WINTER 2011. MUSHROOM. 02.11.11
Walking through a small farmer’s market one rainy weekend morning, I was reminded of how dramatically kids tastes are shaped by their parents and the foods parents bring into the home. As we walked between the tables of root vegetables and hearty winter greens, our 5-year old picked up a beet and asked me to buy it. My husband and I looked at each other and exchanged a grimace, as if saying the words in unison in our heads: Eeew, beets! They taste like dirt! Neither of us likes beets. They are not a food we order in a restaurant or buy in a store. My son had never tasted beets, but something made him want to try them.
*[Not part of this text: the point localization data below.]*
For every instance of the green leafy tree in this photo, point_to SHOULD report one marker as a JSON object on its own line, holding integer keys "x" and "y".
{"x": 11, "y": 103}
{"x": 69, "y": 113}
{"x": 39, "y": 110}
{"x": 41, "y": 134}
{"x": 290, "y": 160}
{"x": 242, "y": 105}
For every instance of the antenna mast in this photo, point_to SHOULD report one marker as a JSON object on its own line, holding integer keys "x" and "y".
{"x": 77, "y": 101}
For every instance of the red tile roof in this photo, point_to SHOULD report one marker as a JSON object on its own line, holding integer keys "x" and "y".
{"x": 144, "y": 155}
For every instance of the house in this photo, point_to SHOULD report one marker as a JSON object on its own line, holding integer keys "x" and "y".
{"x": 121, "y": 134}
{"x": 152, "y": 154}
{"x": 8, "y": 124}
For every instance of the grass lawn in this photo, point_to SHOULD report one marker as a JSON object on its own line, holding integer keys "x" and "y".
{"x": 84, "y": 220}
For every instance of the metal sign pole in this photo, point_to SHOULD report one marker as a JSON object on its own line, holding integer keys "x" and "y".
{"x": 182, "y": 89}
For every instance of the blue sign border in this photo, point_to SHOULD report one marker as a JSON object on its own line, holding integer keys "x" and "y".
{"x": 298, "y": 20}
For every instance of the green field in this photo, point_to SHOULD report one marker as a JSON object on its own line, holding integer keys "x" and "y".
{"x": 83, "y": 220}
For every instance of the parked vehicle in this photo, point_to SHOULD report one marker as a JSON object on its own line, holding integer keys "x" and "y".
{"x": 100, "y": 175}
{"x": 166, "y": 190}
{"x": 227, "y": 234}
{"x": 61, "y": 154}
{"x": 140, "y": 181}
A woman within earshot gave my son a wink and suggested we roast them and serve them with a salad of oranges and goat cheese. Hmm, I thought. Why not? I have lost count of the times I’ve said no to Froot Loops or cloyingly sweet snacks disguised as fruit. Here was my opportunity to say yes and overcome my own food hang-ups in order to broaden the palate of my growing boy.
I roasted that beet holding my nose all the while (discreetly, of course). The dark red juice staining my cutting board and dripping from my knife nearly made my toes curl, but I peeled the beet and served it straight up without any seasoning. He took one bite, then another. And then he asked for more until it was gone. That night, I asked him the same question I ask each night before lights are out and covers are tucked: What was the best part of your day? We’d had a full day of fun-filled activities that included a metro ride and a parade, so imagine my surprise when he replied: I really liked that beet, mommy. Maybe it was the taste of the beet, or maybe it was having found pleasure in something that causes his parents to squirm. I can’t know for sure, but it doesn’t matter. What matters is the powerful reminder that kids’ palates are clean slates, ready to develop their own likes and dislikes if we’d only let them.